A Highly Sensitive Plant Hybrid Protein Assay System Based on the Spm Promoter and TnpA Protein for Detection and Analysis of Transcription Activation Domains
Plant Molecular Biology, Vol. 32, No. 4 (November 1996): 717-725. DOI.
Michael Schläppi was affiliated with the Carnegie Institution of Washington at the time of publication.
Abstract
TnpA is a multifunctional DNA binding protein encoded by the maize Suppressor-mutator (Spm) transposable element. TnpA is required for transposition and is a repressor of the unmethylated Spm promoter. While analyzing protein domains using a yeast GAL4-based hybrid system in transiently transformed tobacco cells, we found that TnpA represses the >10-fold transcriptional activation observed when the GAL4 DNA-binding domain is used alone.
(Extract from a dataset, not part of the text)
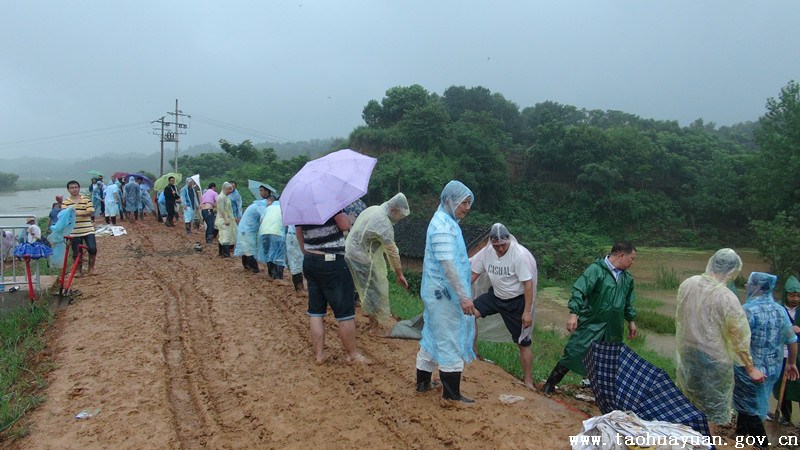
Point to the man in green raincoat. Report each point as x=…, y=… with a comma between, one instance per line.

By contrast, compared to the backgroundless TnpA DNA-binding domain alone, 33-to 45-fold activation of the Spm promoter was observed when the VP16 activation domain was fused to it. TnpA-binding sites, but no TATA box, were required for transcription activation. Among the TnpA deletion derivatives tested, those retaining the coding sequences for the DNA-binding and protein dimerization domains gave the highest level of transcription activation when fused with the VP16 activation domain. The TnpA gene and TnpA-binding sites in the short Spm promoter therefore provide a novel, highly sensitive single-hybrid system for identifying and studying plant transcription activation domains in plant cells.